The 46-year-old protester admits in his own writings that his arrest resulted from a simple misunderstanding.

Douglas says he had no plans to cause a ruckus that day; he merely wanted to hold his sign in whatever area had been set up for protesters. And as soon as he spotted Officer Anthony Hernandez, he asked the cop for directions. Hernandez pointed to where the protest was going on as well as to a police line he told Douglas not to cross.

But after Douglas stepped off the curb to walk away, Hernandez said to him, "What about what I just told you -- didn't you understand, pal?"

Hernandez, plainly, was surprised to see Douglas heading right for the area he'd just told him to avoid. Douglas writes: "The arresting police officer 'assumed' that I intended to cross a police line ... that he'd told me could not be crossed."

Douglas may have intended to do something else, but thankfully, our police forces don't (yet) have the ability to read our minds.

Not exactly the stuff of Guantanamo Bay.

But even more terrifying moments awaited Douglas. While he was sitting in a holding tank, an unidentified officer asked that he be brought out for questioning. The young, dark-haired interrogator asked Douglas what he did for a living. Douglas said he was a writer.

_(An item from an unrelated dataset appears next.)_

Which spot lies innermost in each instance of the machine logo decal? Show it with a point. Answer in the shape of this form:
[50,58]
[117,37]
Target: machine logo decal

Douglas says the man then asked, "When I look into your writings, will I find anything subversive?"

Douglas knew he had nothing to hide. T'ai chi may be a bit goofy, but no one's using it to advocate an overthrow of the government.

Sources at the police department tell the Pitch that it's unlikely one of their detectives would have taken the time to question a simple protester faced with minor charges. They suggest that the agent who questioned Douglas could have been with the Secret Service. A spokesman at the Kansas City office of the Secret Service says the agency refuses to comment on matters like this.

Are Secret Service officers known for going a little Agent Smith on people who cause disturbances at events involving the president or the first lady? Oh yes, they are. Just ask the young mother who crashed her car last month near a Bush appearance in Mississippi and found herself facing the gun barrels of a half-dozen men in uniform.

In other words, it doesn't seem unusually suspicious for a Secret Service officer, trained to search for the next John Hinckley, to prod Douglas with obnoxious questions.

Douglas goes on to describe his interminable stay in lockdown. "I sat pondering the dozens of people who have been sitting in American jails for many months now, some with no family contact, and some with no legal representation. Those thoughts give you pause, when you are handcuffed, then unhandcuffed, then handcuffed again ... Once in 'the system' you immediately realize that you are completely isolated, and completely powerless."

Yeow! Two hours in custody and the guy's Nelson Mandela already.

Douglas has asked for a continuance, putting off his next court appearance until February so he can have a chance to depose Hernandez -- an almost unheard of practice in such a minor case. Legal experts say he'll pay up to $3,000 to question the cop. The local ACLU declined to intervene -- it doesn't bother with such trivial matters. But the rights organization, Douglas says, has expressed some interest as part of its national effort against recent anti-protester excesses.

This side of beef fully supports the ACLU's attempt to fight "free speech zones" and other dumbass Bush-era tactics to keep protesters away from the president. But is Bill Douglas its poster boy?

Hardly. Douglas' Internet whining about how shocked he was to find that being arrested meant being handcuffed, booked and held in a cage -- who knew? -- makes this flank steak wonder: When did war protesters turn into a bunch of spineless complainers?

No wonder John Ashcroft is winning the war on common sense. Aren't there any fiery protesters left? The kind who aren't afraid to lock arms in a righteous cause and face the prospect of a night in jail with grim determination and a song on their lips?

The Strip figures those days must be long gone.

But no, this slab of protein suddenly remembers that you can still find those kind of dedicated warriors.

Unfortunately, they're in front of abortion clinics.